La Curcuma (Curcuma longa L.) è una tra le piante medicinali il cui consumo, negli ultimi anni, è esponenzialmente cresciuto anche nel mondo occidentale a partire dalla sua primaria conoscenza come spezia culinaria per giungere oggi al suo frequentissimo uso come pianta medicinale nella gestione di più problematiche della salute.

L’incremento del consumo di Curcuma si è accompagnato ad un crescente interesse scientifico per indagarne gli effetti farmacologici e le potenzialità cliniche; alla ricerca in “Google Scholar” alla data del 29 maggio 2020, utilizzando la parola chiave di ricerca “Curcuma longa” vengono restituiti 121.000 articoli comprendenti gli articoli presenti in PubMed che, per la stessa ricerca, restituisce 3932 risultati di cui 151 relativi ai soli trials clinici.

L’apprezzamento di Curcuma come pianta medicinale deriva da alcuni sicuri fattori positivi come ad esempio la sua lunga tradizione d’uso nelle principali medicine tradizionali che ne tramandano la ragionevolezza d’impiego per effetti benefici e sicurezza d’uso; analogamente oggi l’ampia documentazione scientifica disponibile sostiene positivamente i razionali di impiego della Curcuma anche nelle più moderne formulazioni nutraceutiche (e negli integratori naturali); quest’ultima tipologia di preparati insieme alle classiche preparazioni erboristiche rappresentano il maggior “driver” di sviluppo della crescita dei consumi di Curcuma. Si deve tuttavia osservare che l’espansione del consumo di prodotti a base di Curcuma dipende anche da un progressivo allargamento delle sue indicazioni d’uso, infatti attualmente i prodotti a base di Curcuma vengono “consigliati” anche per impieghi diversi da quelli per i quali è tradizionalmente nota e cioè per l’efficienza antiossidante e antinfiammatoria molto sfruttata in aree osteoarticolare o gastrointestinale; sono oggi molto diffusi sul mercato molti prodotti a base di Curcuma che, ad esempio, promettono evidenti effetti dimagranti o anti neurodegenerativi ma con una attenta ricerca potrebbero essere rintracciati molte altre indicazioni “out label”.

Nel crescente interesse per gli integratori naturali, oggi sempre più sviluppati come farmaci, è ampiamente giustificato il lavoro di approfondimento e ampliamento della “moderna farmacognosia” tuttavia è importante tenere presente che le piante medicinali (e quindi le formulazioni a base di esse) possono offrire razionali farmacologici d’impiego quasi infiniti (poiché i singoli fitocomplessi sono a loro volta costituiti da un numero mediamente molto elevato di fitochimici) tuttavia i razionali farmacologici dovrebbero essere ben confermati anche nelle evidenze cliniche che supportino la verosimile realtà d’efficienza per “indicazione d’uso” e per aspetti tossicologici.

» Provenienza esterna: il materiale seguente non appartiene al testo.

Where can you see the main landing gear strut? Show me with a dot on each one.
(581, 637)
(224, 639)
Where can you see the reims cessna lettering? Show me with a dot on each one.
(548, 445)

Nell’attuale realtà spesso “sfuocata” per certezze scientifiche cliniche che possano orientare alla scelta delle piante medicinali per un loro utilizzo secondo “evidence” restano comunque un valido riferimento le evidenze osservazionali tramandate sull’uso tradizionale delle piante medicinali che offrono consolidate informazioni sul loro uso nella “pratica clinica”; queste informazioni sono basate su una quasi infinita disponibilità di dati “storici” dai quali è facilmente deducibile quale sia il reale effetto medicamentoso prevalente della singola pianta medicinale ed i motivi e per i quali, nella storia della medicina, queste sostanze siano state impiegate prevalentemente per un uso e non per un altro.

Queste considerazioni potrebbero anche essere utili per valutare aspetti non meno importanti sulla sicurezza nell’uso delle piante medicinali; se da un lato l’impiego di una pianta medicinale “secondo indicazione certa”, ai dosaggi raccomandati, si conferma generalmente sicuro e ben tollerato, diversamente si pone la realtà nella quale la pianta medicinale venga consigliata per indicazioni “out label”; in questi casi si ha una ovvia mancanza di evidenti conferme cliniche ma anche di quelle d’uso tradizionale; inoltre in queste situazioni bisogna tenere presente che il mercato nutraceutico mette a disposizione preparati che somministrano estratti vegetali “pronti” spesso molto diversi (estratti secchi, acquosi, polveri, oli essenziali, fitosomiali, etc.) ma generalmente conformi, attraverso la posologia consigliata, ai dosaggi raccomandati dalle farmacopee ufficiali.

In caso di utilizzo di piante medicinali “out label” la posologia generalmente consigliata delle varie forme estrattive potrebbe essere inefficace oppure, per rincorrere “risultati miracolosi”, aumentata fino ad un eccesso; in questo caso si raggiungerebbero dosaggi di bioattivi molto superiori rispetto alla media di quelli generalmente raccomandati rappresentando potenzialmente maggior rischio di effetti avversi come ben descritto nella tossicologia delle piante medicinali [157]. Rispetto poi alla scelta di una specifica posologia di un preparato bisognerebbe tenere primariamente conto dei suoi aspetti tecnici di titolazione dei chemiotipi bioattivi per conoscerne l’esatta quantità somministrata.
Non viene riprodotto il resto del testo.